The U.S. Department of Defense has developed a new, and more effective, way to use satellite phones. The solution is a 500 gr (1.1 pound) satellite phone that is basically a walkie-talkie. This DTCS (Distributed Tactical Communications System) netted Iridium radio uses rechargeable batteries and is push-to-talk. A unit is given a frequency to use, that is good for a circular 160 or 240 kilometer area. Unlike the usual satellite phone, there's no dialing a number and waiting half a minute or more to be connected, with the DTCS phone, the network is always up, and when you push to talk, everyone hears you. Troops know how to deliver short radio messages, and have a special vocabulary for it. So a company of soldiers or marines can use netted Iridium in Afghanistan, where all those hills interfere with FM radios, and instantly be in touch. The DTCS radio can also be hooked up to a laptop and send or receive digital data. Only commanders get these phones, so even for a battalion, there would not be more than a few dozen people on the net, and most of those would be monitoring the net most of the time.

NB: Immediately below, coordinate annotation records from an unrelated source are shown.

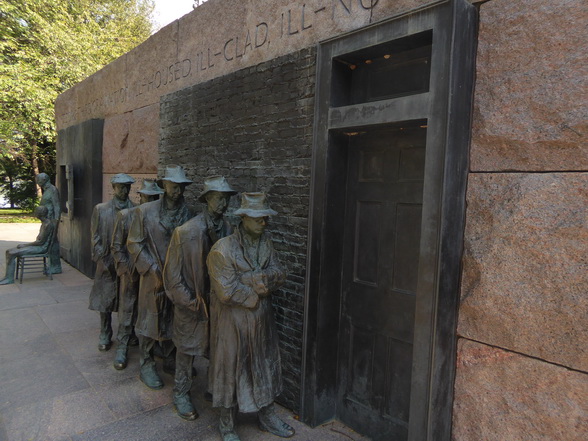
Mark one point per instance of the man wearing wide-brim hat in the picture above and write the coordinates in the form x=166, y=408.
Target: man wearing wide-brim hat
x=128, y=275
x=150, y=232
x=104, y=294
x=187, y=284
x=245, y=361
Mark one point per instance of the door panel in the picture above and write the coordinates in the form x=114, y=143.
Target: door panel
x=379, y=276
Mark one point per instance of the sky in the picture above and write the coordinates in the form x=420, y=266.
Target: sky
x=167, y=11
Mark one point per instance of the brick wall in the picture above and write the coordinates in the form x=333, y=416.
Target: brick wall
x=254, y=127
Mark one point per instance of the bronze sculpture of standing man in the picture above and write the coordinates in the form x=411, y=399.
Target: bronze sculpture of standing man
x=128, y=275
x=149, y=237
x=245, y=361
x=188, y=287
x=104, y=294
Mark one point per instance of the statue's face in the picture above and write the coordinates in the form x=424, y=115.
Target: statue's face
x=121, y=191
x=254, y=226
x=173, y=191
x=217, y=202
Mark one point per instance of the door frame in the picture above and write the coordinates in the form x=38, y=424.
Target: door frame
x=447, y=109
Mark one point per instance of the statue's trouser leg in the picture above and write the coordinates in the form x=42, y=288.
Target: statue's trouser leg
x=183, y=375
x=168, y=353
x=127, y=315
x=146, y=351
x=227, y=420
x=55, y=258
x=105, y=328
x=10, y=265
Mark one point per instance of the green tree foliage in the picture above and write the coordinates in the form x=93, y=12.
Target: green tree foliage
x=47, y=46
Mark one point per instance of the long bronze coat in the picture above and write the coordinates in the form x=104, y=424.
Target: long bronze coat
x=245, y=360
x=128, y=275
x=187, y=284
x=148, y=240
x=104, y=294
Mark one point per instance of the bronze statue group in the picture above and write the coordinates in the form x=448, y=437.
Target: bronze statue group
x=187, y=286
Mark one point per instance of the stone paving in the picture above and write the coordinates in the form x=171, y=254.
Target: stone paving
x=56, y=386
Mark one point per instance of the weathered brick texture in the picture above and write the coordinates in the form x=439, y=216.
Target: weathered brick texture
x=254, y=127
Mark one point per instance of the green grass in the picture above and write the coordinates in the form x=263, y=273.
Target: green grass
x=14, y=215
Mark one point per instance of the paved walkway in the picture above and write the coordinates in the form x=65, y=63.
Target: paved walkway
x=56, y=386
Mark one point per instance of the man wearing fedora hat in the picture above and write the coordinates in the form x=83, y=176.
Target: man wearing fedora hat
x=128, y=275
x=150, y=232
x=245, y=361
x=186, y=282
x=104, y=294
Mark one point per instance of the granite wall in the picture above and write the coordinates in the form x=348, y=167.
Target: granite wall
x=522, y=362
x=523, y=323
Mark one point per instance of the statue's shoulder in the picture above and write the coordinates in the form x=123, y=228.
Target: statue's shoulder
x=148, y=208
x=226, y=243
x=192, y=229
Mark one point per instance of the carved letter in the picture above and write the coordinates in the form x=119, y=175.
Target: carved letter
x=225, y=50
x=209, y=63
x=372, y=4
x=186, y=67
x=177, y=68
x=237, y=54
x=290, y=32
x=247, y=43
x=264, y=27
x=304, y=27
x=342, y=2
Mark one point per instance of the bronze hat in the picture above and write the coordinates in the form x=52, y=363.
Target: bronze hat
x=175, y=173
x=215, y=183
x=122, y=178
x=150, y=188
x=255, y=205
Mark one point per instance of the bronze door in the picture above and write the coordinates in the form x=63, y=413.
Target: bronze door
x=380, y=261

The Iridium system, largely funded by Motorola, went live in late 1998, and filed for bankruptcy the following Summer. It overestimated the market for expensive satellite phone service. Before the 79 Iridium satellites could be pulled out of orbit (and burned up in the process), the U.S. Department of Defense arranged for an investor group to purchase Iridium (for pennies on the dollar), and revive it. As part of the deal, the Department of Defense got a very attractive price on sat phone calls. The Department of Defense got cheap rates for up to 20,000 Iridium based "devices" (mostly phones, but also pagers and such.) That was enough for someone to come in and take over the satellite system (which cost more than $3 million a year to operate) and make a go of it. The new owners didn't have the $5.5 billion in debt to worry about, and were able to lower prices enough that they could sign up 140,000 other customers (civilian and military, as of the end of 2005). Civilian users paid $1.50 a minute to call anyone on the planet. To call an Iridium user, however, it costs about $7 a minute.

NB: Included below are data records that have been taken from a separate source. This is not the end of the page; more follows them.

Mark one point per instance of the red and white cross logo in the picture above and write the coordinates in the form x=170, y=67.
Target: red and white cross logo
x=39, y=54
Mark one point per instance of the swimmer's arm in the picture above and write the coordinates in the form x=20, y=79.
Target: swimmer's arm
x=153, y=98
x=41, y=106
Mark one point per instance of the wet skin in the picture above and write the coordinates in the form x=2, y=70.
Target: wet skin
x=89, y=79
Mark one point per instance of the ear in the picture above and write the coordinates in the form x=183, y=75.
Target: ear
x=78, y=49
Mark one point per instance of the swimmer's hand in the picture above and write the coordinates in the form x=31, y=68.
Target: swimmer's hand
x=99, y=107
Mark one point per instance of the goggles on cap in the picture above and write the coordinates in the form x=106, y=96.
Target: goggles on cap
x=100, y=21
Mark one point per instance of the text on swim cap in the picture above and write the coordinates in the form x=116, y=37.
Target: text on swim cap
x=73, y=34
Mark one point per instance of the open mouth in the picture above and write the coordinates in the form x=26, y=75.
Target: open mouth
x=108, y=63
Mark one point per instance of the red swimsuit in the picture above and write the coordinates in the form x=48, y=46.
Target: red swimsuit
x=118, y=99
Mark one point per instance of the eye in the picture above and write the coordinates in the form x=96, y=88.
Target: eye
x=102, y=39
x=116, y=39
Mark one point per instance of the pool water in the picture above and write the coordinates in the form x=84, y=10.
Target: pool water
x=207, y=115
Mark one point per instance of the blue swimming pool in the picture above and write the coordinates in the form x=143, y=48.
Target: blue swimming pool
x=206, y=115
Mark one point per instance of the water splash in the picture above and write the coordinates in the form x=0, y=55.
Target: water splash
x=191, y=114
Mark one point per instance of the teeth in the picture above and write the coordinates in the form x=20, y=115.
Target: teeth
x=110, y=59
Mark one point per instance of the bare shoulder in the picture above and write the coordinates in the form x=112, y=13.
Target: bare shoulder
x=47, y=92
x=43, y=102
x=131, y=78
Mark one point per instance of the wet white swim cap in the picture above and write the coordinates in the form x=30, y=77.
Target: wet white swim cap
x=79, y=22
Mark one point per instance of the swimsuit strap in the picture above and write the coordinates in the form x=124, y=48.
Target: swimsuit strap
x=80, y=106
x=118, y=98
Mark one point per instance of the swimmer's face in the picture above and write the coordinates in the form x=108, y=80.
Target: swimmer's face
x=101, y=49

The Department of Defense wants a satellite communications capability that can support a true "battlefield Internet." That required at least 50,000 satellite phones initially, and much faster connection speed. The sweet deal with Iridium has been renegotiated several times, to pay for the fact that the Iridium satellites have to be replaced by 2014, and that will cost billions, and raise the rates for Department of Defense satellite phones. Netted Iridium is much cheaper, because each net is basically one call, and it consumes much less Iridium resources.